4. The novel pharmaceutical composition of Lapatinib oral suspension as claimed in claim 1, wherein the diluent is selected one or more from aqueous vehicle, water, sugar, methylcellulose gel, citric acid, sucrose, sorbitol solution, sodium carboxy methylcellulose solution, xanthan gum solution, non-aqueous vehicle like refined fractionated coconut oil, hydrogenated castor oil, lecithin, aluminum stearate and the like.

5. The novel pharmaceutical composition of Lapatinib oral suspension as claimed in claim 1, wherein the cosolvent is selected one or more from ethanol, propylene glycol, glycerine, glycofural, polyethylene glycols and the like.

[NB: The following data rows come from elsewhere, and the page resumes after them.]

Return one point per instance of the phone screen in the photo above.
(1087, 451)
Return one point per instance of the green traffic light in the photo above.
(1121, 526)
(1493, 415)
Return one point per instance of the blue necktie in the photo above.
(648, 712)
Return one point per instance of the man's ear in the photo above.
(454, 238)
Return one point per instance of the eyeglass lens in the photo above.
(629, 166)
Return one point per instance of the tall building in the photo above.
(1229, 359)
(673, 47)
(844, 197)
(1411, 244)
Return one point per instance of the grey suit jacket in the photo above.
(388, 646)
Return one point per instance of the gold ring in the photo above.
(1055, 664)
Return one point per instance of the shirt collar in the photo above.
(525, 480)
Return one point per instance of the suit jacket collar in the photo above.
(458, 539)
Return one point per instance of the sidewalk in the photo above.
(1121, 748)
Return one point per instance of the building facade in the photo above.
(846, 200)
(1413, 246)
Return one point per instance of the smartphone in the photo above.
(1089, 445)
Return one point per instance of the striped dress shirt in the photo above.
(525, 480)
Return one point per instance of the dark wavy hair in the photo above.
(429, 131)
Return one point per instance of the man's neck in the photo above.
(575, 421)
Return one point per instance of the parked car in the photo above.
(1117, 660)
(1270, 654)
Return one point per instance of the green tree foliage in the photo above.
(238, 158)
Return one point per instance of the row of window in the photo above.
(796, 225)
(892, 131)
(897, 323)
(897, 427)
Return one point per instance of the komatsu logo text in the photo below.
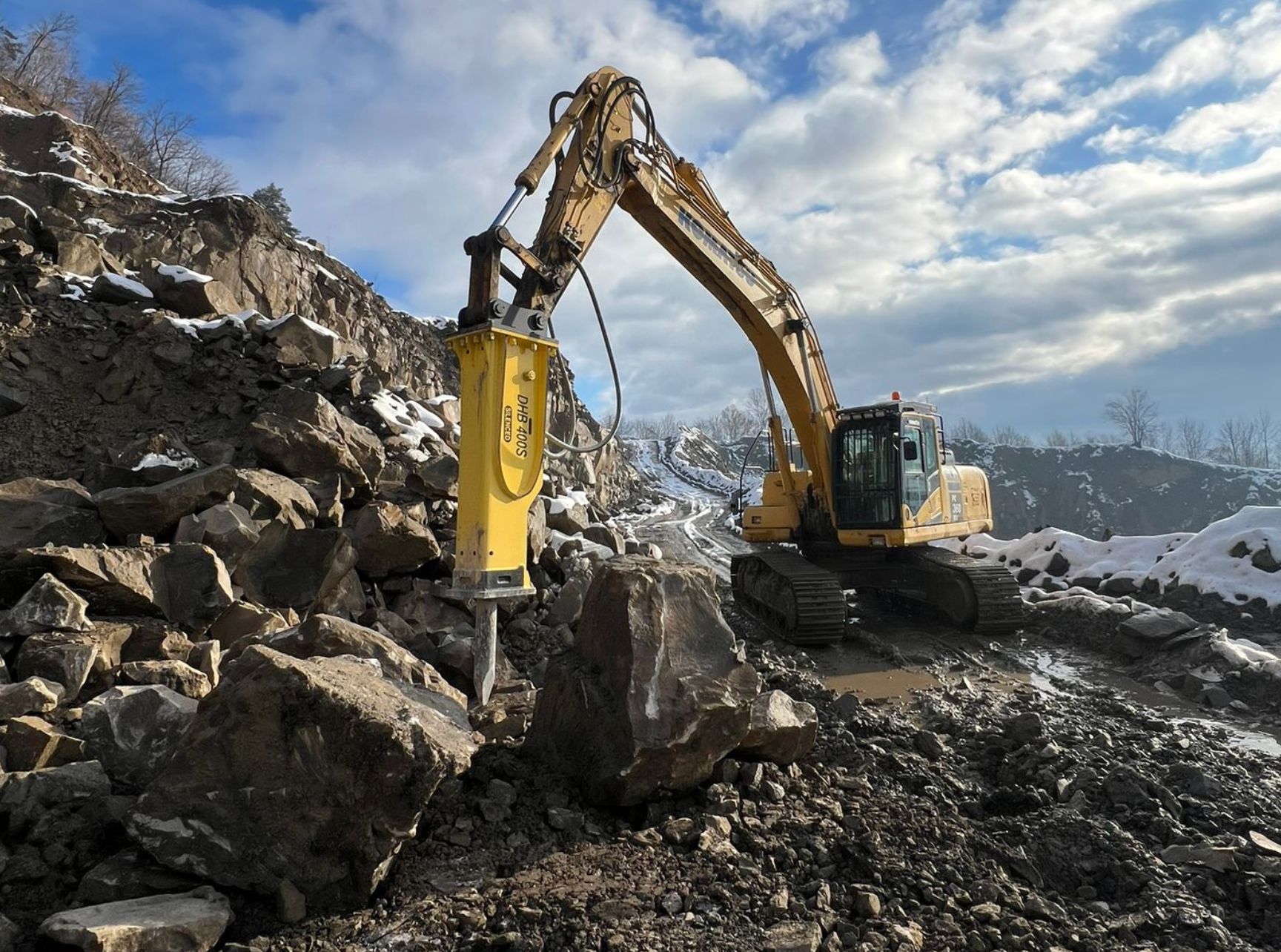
(719, 250)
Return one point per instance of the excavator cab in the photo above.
(887, 466)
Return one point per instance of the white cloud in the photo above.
(913, 205)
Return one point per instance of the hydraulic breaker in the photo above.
(503, 366)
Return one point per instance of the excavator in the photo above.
(873, 487)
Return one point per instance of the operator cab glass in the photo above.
(883, 460)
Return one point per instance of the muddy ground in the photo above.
(964, 795)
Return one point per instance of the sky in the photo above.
(1016, 209)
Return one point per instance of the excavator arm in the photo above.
(606, 154)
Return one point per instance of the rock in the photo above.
(311, 438)
(177, 923)
(1024, 728)
(133, 730)
(61, 658)
(652, 693)
(568, 515)
(47, 606)
(33, 744)
(248, 621)
(30, 696)
(130, 874)
(793, 937)
(225, 528)
(427, 614)
(1216, 857)
(781, 730)
(176, 675)
(33, 791)
(185, 584)
(388, 541)
(1142, 635)
(271, 496)
(295, 568)
(114, 288)
(867, 905)
(40, 512)
(188, 292)
(155, 510)
(606, 536)
(325, 636)
(350, 758)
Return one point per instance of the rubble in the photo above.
(354, 758)
(652, 693)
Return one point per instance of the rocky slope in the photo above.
(1097, 489)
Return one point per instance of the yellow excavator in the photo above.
(876, 482)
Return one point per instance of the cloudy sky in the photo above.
(1017, 208)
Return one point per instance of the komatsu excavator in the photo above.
(876, 482)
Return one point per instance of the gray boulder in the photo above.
(295, 568)
(176, 923)
(348, 760)
(135, 730)
(388, 541)
(30, 696)
(781, 730)
(47, 606)
(39, 512)
(273, 498)
(225, 528)
(652, 693)
(155, 510)
(308, 437)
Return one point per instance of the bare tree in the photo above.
(1135, 414)
(967, 429)
(1008, 436)
(109, 105)
(1191, 438)
(47, 62)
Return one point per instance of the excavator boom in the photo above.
(606, 153)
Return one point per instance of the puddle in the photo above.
(1050, 668)
(885, 683)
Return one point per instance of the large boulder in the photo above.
(176, 923)
(305, 770)
(652, 693)
(185, 584)
(387, 540)
(295, 568)
(781, 730)
(269, 496)
(308, 437)
(135, 730)
(325, 636)
(63, 658)
(47, 606)
(155, 510)
(42, 512)
(227, 528)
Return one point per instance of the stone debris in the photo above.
(652, 693)
(354, 758)
(176, 923)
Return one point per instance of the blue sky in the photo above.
(1020, 208)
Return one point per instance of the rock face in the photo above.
(654, 693)
(177, 923)
(348, 758)
(135, 730)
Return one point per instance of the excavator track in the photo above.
(800, 601)
(975, 596)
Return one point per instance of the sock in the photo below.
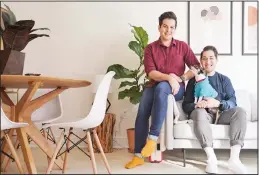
(234, 162)
(136, 161)
(211, 167)
(210, 153)
(150, 146)
(139, 155)
(234, 152)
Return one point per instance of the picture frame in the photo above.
(249, 28)
(208, 24)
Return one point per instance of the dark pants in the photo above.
(153, 102)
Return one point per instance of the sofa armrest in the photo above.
(169, 123)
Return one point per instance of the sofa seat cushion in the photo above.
(185, 131)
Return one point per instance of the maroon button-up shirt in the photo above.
(170, 59)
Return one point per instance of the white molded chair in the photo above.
(94, 119)
(7, 124)
(49, 112)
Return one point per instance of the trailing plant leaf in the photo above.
(33, 36)
(39, 29)
(136, 47)
(11, 15)
(136, 89)
(15, 37)
(127, 83)
(27, 23)
(121, 72)
(141, 35)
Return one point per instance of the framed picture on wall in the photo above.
(249, 28)
(210, 23)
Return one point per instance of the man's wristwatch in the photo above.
(220, 105)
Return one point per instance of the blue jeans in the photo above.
(153, 102)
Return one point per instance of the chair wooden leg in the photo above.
(12, 149)
(91, 150)
(52, 135)
(67, 146)
(8, 160)
(59, 144)
(102, 153)
(46, 137)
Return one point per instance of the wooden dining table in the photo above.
(22, 111)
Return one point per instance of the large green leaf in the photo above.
(141, 35)
(39, 29)
(11, 15)
(121, 71)
(141, 74)
(136, 47)
(127, 83)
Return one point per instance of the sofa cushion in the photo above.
(185, 131)
(243, 100)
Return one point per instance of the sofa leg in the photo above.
(184, 164)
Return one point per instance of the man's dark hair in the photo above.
(166, 15)
(212, 48)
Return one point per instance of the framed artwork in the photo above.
(249, 28)
(210, 23)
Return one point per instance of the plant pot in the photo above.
(131, 139)
(11, 62)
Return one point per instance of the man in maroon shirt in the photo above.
(164, 62)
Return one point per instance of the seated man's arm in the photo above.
(188, 102)
(150, 67)
(230, 99)
(191, 60)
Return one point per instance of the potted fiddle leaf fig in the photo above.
(15, 35)
(134, 80)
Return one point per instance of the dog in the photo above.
(203, 89)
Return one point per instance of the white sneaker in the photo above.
(237, 167)
(212, 167)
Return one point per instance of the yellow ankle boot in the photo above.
(136, 161)
(149, 148)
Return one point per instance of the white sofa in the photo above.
(182, 136)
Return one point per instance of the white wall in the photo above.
(87, 37)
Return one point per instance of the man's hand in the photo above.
(176, 77)
(174, 85)
(212, 102)
(201, 104)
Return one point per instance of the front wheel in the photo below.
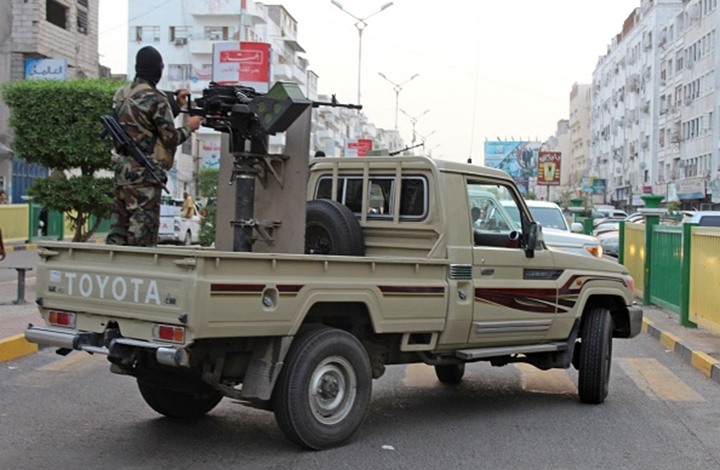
(324, 388)
(176, 404)
(595, 356)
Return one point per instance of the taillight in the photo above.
(595, 250)
(170, 333)
(629, 282)
(60, 318)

6. The novel pharmaceutical composition of Lapatinib oral suspension as claimed in claim 1, wherein the solubilizer is selected one or more from Tween 80, sodium lauryl sulfate, sodium stearate, potassium stearate, sodium oleate and the like.

7. The novel pharmaceutical composition of Lapatinib oral suspension as claimed in claim 1, wherein one or more suspending agent is selected from sodium alginate, methylcellulose, hydroxyethyl cellulose, hydroxypropyl cellulose, hydroxypropyl methylcellulose, povidone K120, colloidal silicon dioxide, carboxymethyl cellulose, sodium carboxymethyl cellulose, acacia, tragacanth, xanthan gum, carbomer, carrageen, gelatin and the like.

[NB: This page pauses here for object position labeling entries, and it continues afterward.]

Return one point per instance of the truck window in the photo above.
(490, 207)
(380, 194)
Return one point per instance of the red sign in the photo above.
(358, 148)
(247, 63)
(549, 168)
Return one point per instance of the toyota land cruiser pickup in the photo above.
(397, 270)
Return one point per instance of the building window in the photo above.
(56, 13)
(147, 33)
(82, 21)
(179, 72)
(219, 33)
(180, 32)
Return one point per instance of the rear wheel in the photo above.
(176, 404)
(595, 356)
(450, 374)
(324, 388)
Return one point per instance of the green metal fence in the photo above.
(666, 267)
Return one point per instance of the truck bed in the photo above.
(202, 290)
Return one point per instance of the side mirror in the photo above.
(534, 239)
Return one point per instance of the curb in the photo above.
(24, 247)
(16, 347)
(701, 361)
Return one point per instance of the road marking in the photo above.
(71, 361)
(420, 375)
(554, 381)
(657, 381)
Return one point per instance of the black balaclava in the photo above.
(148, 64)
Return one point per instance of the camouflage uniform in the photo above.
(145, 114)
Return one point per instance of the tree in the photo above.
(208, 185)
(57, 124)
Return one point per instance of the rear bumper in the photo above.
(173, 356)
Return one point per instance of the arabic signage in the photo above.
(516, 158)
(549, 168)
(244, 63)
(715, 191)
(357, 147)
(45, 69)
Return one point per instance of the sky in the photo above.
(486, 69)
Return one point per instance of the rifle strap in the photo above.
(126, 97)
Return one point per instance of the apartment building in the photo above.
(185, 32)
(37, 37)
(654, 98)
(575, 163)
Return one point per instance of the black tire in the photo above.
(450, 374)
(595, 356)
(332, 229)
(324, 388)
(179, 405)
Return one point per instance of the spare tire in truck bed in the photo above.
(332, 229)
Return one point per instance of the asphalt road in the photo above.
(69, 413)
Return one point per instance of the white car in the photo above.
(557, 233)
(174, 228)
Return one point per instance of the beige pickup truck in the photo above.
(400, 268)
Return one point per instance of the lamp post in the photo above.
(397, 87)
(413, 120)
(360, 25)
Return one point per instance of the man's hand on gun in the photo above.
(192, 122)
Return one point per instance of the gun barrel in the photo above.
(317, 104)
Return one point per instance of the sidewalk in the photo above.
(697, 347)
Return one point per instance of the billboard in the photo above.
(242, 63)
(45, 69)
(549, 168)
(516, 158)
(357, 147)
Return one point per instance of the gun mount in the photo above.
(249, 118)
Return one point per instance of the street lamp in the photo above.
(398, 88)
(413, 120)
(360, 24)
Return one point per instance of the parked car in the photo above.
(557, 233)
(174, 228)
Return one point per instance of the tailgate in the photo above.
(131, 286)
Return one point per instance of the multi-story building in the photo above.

8. The novel pharmaceutical composition of Lapatinib oral suspension as claimed in claim 1, wherein one or more sweetening and flavouring agent is selected from sucralose, sachharin, neotame, strawberry, raspberry, mango and like.

9. The novel pharmaceutical composition of Lapatinib oral suspension comprising of following formula:
Ingredients % w/w
Lapatinib ditosylate monohydrate 16.2
Sorbitol 70 % 41.57
Tween 80 1.00
Polyethylene glycol 400 33.00
Methyl paraben 0.08
Propyl paraben 0.02
Sucralose 0.04
Xanthan gum 0.01
Strawberry flavour 0.08
Purified water Q.s.

10. The process of preparing oral pharmaceutical composition as claimed in claim 1 comprising:
a) adding diluent vehicle in purified water;
b) adding cosolvent and homogenization;
c) adding solubilizer and homogenization;
d) adding lapatinib and homogenization to obtain homogeneous suspension;
e) adding sweetening agent in above-prepared suspension and mixing the same through vortex or high-speed homogenizer or mechanical or sonicated or shear stress to obtain a uniform suspended formulated dosage form;
f) dissolving suspending agent and thickening agent in above prepared suspension to provide appropriate viscosity;
g) dissolving flavouring agent;
h) making-up volume of the above suspension with aqueous vehicle.